Influence of current, input frequency, and treatment on phase angle. Phase angle becomes progressively more positive with increasing input frequency at all 3 amplitudes. At higher current injection amplitudes, DNE neurons (■) fire significantly earlier than the control motoneurons (○). *P < 0.05, DNE vs. control. See results and Table 2.

Fig. 4.

Influence of current, input frequency, and treatment on jitter. Jitter decreases with increasing input frequency at all current amplitudes, and is highest at a current injection amplitude of 25 pA. DNE did not significantly alter jitter at any current amplitude or sine wave frequency. DNE cells, ■; control cells, ○.

Fig. 5.

Influence of current, input frequency, and treatment on phase error. Phase error increases with increasing input frequency and drops markedly as current injection amplitude increases. DNE cells (■) had significantly larger phase error at the lowest current injection amplitude compared with control cells (○). Treatment effects were not observed at the medium and high sinusoidal current injection amplitudes. *P < 0.05, DNE vs. control.

Fig. 6.

Influence of current, input frequency, and treatment on the number of spikes per sine wave cycle. The number of spikes per cycle decreases steeply with increasing input frequency and increases with increasing current injection amplitude. There was a significant treatment effect, with DNE cells (■) generating fewer spikes per cycle than control cells (○), but only at the 2 lowest input frequencies and at the 2 highest levels of injected current (see results). The region of phase locking (1 spike per sine wave cycle, horizontal dashed line) increased progressively with increases in sine wave amplitude.

Fig. 7.

Influence of current, input frequency, and treatment on the probability of a successful cycle. The probability of a successful cycle increases with current injection amplitude in all cells. DNE has complex effects on the probability of successful spiking as a function of current injection frequency and amplitude. There was no overall treatment effect but a significant interaction between treatment and current injection amplitude (Table 2). As explained in text, post hoc analysis showed that at an amplitude of 25 pA, DNE cells (■) are less likely to spike in a given cycle compared with control cells (○). However, at 150 pA DNE cells appear more likely to spike at the higher input frequencies, although this difference is not significant. Points lying above the horizontal dashed line are considered to have a high probability of generating a spike, as explained in results.

Fig. 8.

Influence of current, input frequency and treatment on the number of spikes per successful cycle. When the number of spikes per cycle is normalized to include only successful cycles, DNE cells (■) have slightly fewer spikes than control cells (○). Because there was no treatment:frequency interaction (Table 2), the treatment effect is independent of frequency.
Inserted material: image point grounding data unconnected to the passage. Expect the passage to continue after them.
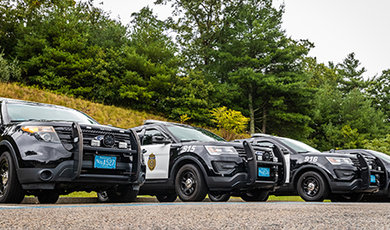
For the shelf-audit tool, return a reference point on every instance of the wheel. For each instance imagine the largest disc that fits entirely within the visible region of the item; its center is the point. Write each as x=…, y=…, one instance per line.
x=122, y=194
x=255, y=195
x=166, y=197
x=48, y=197
x=354, y=197
x=190, y=184
x=10, y=189
x=103, y=196
x=311, y=186
x=219, y=197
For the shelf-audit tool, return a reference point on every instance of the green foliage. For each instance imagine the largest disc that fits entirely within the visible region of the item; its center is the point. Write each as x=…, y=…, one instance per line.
x=379, y=144
x=379, y=91
x=9, y=71
x=351, y=77
x=230, y=120
x=344, y=122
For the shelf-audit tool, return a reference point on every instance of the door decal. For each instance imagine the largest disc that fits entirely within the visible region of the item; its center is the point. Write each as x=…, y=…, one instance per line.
x=152, y=162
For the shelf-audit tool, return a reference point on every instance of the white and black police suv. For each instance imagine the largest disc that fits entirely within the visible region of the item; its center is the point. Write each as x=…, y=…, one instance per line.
x=190, y=162
x=316, y=176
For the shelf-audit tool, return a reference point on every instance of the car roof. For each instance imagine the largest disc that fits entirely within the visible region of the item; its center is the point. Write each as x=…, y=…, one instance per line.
x=32, y=103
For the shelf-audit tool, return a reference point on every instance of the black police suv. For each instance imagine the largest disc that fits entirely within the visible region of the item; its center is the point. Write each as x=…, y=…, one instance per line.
x=48, y=150
x=380, y=164
x=316, y=176
x=191, y=162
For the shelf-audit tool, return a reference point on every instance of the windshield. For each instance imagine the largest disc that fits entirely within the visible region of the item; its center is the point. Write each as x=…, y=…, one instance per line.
x=298, y=146
x=26, y=112
x=184, y=133
x=382, y=156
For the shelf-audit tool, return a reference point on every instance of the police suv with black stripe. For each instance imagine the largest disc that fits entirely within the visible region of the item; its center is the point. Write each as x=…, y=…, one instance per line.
x=190, y=162
x=48, y=150
x=316, y=176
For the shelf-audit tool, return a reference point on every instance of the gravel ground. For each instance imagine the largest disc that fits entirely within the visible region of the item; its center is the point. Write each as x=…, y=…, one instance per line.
x=231, y=215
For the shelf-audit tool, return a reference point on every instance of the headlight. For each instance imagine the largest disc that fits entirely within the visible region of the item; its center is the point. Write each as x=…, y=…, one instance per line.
x=218, y=150
x=339, y=160
x=43, y=133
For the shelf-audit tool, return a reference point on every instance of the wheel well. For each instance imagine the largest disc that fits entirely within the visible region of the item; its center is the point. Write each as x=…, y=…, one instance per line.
x=296, y=177
x=4, y=148
x=188, y=161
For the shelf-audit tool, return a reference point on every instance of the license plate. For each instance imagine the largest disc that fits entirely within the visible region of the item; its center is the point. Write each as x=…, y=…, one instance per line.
x=105, y=162
x=264, y=172
x=373, y=179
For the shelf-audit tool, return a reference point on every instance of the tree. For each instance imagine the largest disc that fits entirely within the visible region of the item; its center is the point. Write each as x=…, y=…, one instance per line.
x=379, y=91
x=345, y=121
x=351, y=77
x=254, y=53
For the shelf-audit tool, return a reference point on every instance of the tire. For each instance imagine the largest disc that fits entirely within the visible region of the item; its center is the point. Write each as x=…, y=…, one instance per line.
x=255, y=195
x=190, y=184
x=10, y=189
x=122, y=194
x=103, y=197
x=48, y=197
x=311, y=186
x=354, y=197
x=166, y=197
x=219, y=197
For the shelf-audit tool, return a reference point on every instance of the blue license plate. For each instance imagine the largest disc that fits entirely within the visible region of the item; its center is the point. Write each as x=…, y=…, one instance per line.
x=264, y=172
x=105, y=162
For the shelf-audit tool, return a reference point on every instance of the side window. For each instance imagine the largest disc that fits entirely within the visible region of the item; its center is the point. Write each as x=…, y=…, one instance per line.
x=148, y=136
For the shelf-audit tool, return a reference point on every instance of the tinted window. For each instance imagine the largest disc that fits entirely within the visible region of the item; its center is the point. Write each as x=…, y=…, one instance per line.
x=25, y=112
x=148, y=136
x=188, y=133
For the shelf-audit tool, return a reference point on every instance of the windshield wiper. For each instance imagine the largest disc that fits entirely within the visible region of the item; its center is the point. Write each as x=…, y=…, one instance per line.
x=188, y=140
x=22, y=120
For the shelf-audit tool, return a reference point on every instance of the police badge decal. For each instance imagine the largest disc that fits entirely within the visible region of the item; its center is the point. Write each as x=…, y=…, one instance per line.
x=152, y=162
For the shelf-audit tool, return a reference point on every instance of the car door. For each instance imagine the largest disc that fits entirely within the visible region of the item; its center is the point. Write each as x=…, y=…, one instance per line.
x=156, y=155
x=286, y=156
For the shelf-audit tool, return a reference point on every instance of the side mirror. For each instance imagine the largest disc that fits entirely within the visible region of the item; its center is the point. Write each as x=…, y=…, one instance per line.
x=285, y=151
x=160, y=140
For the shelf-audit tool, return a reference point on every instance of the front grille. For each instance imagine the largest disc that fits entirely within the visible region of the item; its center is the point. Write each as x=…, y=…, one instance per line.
x=264, y=155
x=355, y=162
x=90, y=134
x=240, y=150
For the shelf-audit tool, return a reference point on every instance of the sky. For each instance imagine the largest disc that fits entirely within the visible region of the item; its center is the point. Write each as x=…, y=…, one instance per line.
x=336, y=27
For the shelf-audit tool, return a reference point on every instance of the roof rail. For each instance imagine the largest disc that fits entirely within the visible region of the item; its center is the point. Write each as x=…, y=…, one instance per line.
x=260, y=135
x=149, y=122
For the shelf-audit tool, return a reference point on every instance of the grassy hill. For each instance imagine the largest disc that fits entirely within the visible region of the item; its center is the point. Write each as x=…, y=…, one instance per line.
x=104, y=114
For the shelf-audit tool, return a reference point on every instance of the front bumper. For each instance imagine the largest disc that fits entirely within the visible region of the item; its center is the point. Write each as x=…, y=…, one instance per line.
x=77, y=172
x=48, y=178
x=359, y=181
x=247, y=179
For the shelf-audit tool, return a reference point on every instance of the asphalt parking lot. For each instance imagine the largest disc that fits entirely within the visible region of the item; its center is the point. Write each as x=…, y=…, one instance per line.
x=204, y=215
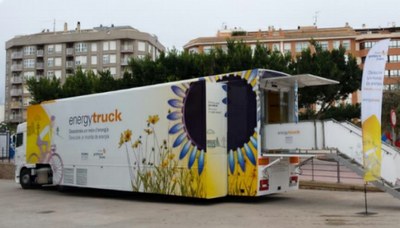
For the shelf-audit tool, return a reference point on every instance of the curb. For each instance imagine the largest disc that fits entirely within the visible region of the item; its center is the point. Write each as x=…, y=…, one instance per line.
x=317, y=185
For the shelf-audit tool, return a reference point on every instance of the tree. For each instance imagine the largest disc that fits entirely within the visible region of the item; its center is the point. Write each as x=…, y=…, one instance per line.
x=390, y=100
x=44, y=89
x=79, y=84
x=332, y=65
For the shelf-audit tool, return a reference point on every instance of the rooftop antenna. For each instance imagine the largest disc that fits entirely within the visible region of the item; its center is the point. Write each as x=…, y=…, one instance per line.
x=316, y=18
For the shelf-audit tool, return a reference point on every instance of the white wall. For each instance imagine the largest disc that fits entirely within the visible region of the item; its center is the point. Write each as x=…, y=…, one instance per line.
x=1, y=113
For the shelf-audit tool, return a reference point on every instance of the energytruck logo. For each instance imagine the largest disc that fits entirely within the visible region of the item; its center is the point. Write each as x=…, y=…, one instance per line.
x=87, y=120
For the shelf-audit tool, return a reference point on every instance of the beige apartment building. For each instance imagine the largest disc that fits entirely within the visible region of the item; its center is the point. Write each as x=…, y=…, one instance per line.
x=357, y=42
x=58, y=54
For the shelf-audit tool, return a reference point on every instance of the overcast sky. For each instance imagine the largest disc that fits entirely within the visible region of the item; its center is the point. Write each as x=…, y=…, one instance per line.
x=175, y=22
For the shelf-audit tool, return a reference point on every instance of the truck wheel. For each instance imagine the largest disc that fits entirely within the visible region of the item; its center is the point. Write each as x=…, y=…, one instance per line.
x=25, y=179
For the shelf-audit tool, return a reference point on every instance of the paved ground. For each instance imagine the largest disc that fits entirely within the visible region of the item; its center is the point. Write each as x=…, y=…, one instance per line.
x=94, y=208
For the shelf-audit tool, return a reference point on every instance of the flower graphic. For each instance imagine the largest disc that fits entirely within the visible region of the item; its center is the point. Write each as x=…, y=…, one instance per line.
x=153, y=119
x=243, y=148
x=191, y=143
x=127, y=135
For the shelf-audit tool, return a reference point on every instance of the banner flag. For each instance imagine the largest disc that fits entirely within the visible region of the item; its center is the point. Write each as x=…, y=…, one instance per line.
x=371, y=108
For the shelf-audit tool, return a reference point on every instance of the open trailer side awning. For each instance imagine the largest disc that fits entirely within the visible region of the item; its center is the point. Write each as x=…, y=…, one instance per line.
x=302, y=80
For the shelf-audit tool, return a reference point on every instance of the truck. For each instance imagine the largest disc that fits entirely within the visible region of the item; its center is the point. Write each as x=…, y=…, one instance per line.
x=200, y=137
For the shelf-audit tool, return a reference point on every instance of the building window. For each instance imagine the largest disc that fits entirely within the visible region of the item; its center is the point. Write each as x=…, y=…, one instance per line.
x=80, y=47
x=336, y=44
x=113, y=59
x=50, y=62
x=50, y=49
x=207, y=49
x=394, y=58
x=58, y=48
x=287, y=47
x=386, y=73
x=346, y=44
x=57, y=62
x=29, y=74
x=29, y=63
x=323, y=45
x=50, y=74
x=300, y=46
x=80, y=60
x=113, y=71
x=113, y=45
x=94, y=60
x=394, y=73
x=276, y=47
x=94, y=47
x=394, y=44
x=106, y=59
x=141, y=46
x=29, y=50
x=57, y=73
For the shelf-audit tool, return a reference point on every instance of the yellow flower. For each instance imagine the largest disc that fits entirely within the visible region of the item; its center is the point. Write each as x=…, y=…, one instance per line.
x=136, y=144
x=148, y=131
x=153, y=119
x=164, y=164
x=121, y=140
x=127, y=135
x=171, y=156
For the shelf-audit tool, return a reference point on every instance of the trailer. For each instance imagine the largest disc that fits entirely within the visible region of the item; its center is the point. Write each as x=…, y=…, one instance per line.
x=195, y=138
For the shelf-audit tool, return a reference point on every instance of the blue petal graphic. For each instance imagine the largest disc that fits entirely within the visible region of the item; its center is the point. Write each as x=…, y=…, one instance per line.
x=241, y=159
x=175, y=103
x=250, y=154
x=231, y=161
x=252, y=76
x=192, y=157
x=179, y=139
x=178, y=91
x=201, y=162
x=175, y=115
x=176, y=128
x=185, y=150
x=253, y=141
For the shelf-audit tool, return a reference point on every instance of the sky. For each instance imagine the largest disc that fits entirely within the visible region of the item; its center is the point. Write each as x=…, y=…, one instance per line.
x=176, y=22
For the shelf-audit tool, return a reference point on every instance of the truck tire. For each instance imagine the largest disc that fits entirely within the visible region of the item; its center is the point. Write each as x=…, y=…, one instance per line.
x=25, y=179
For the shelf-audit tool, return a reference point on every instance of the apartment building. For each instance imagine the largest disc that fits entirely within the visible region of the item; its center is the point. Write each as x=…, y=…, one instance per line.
x=58, y=54
x=357, y=42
However, examination of the data clearly shows that the differences occurred only at the 2 lowest frequencies, and at the 2 highest levels of injected current. See text for further explanation.

Fig. 9.

Spike-frequency adaptation in XIIMNs from control and DNE preparations. A: representative trace showing a motoneuron's response (bottom traces) to square wave current injections (top traces). For each current step, the mean frequency of the 1st and last one-quarter second was measured (f_initial and f_steady-state, respectively), and spike-frequency adaptation was calculated as: adaptation (Hz) = f_initial − f_steady-state. This index was calculated for all current steps that were associated with continuous firing throughout the 1-s step. B: adaptation values (in Hz) for every level of injected current and for all motoneurons studied. DNE motoneurons showed a significantly higher spike-frequency adaptation compared with control cells. The horizontal bars show the median adaptation index in each treatment group. *P = 0.007, DNE vs. control.